Laine Welch: Industry's jobs boost Alaska, but fleet is growing older

Laine Welch

The "graying of the fleet" continues as fewer young fishermen obtain permits for various Alaska fisheries. Data from 2011 show that 45 percent of all Alaska permit holders were between the ages 45 and 60, with an average of 47. That was roughly twice as many permit holders as there were between the ages of 30 and 44. Crew members were much younger, averaging about 21.

Those are just a few of the findings by the state Labor Department in its November issue of Economic Trends, which focuses on Alaska fishing and processing jobs. The harvesting sector also continued to grow, with the salmon and groundfish sectors each adding more than 200 jobs last year, while halibut, crab and herring fisheries all had drops in employment. Overall, the seafood industry provides more jobs in Alaska than the oil and gas, mining, timber and tourism industries combined.
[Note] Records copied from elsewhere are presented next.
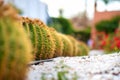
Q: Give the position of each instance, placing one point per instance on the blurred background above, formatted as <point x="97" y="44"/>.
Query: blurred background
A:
<point x="96" y="22"/>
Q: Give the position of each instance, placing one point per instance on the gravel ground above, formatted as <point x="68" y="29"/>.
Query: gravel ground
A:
<point x="100" y="67"/>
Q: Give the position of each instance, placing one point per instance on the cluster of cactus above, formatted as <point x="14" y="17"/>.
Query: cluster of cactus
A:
<point x="48" y="43"/>
<point x="22" y="38"/>
<point x="15" y="46"/>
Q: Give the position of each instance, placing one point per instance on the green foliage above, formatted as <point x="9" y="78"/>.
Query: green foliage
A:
<point x="15" y="50"/>
<point x="83" y="35"/>
<point x="62" y="25"/>
<point x="15" y="46"/>
<point x="108" y="26"/>
<point x="41" y="37"/>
Roughly 10,000 permit holders went fishing last year, along with more than 22,000 crew members. Salmon represents more than half of all fishing jobs here, and more than 60 percent of Alaska's total harvesting employment takes place from June through August. The salmon sector averaged more than 16,000 jobs a month during those months, 80 percent of total summer harvesting employment.

Three gear types accounted for almost 60 percent of harvesting jobs in the state in 2011: longliners, gillnetters and setnetters.

In terms of gender, 85 percent of fish harvesters last year were men.

Alaska remains the nation's leader for value of fisheries, responsible for nearly $2 billion of the $5.3 billion total.

Eat more seafood

The American diet includes the second lowest percentage of seafood in the world -- about 15 pounds per capita per year. That compares to 110 pounds of red meat and 73 pounds of poultry. The lack of essential nutrients from seafood (notably, omega 3 fatty acids) in the American diet causes tens of thousands of preventable deaths each year, according to health professionals.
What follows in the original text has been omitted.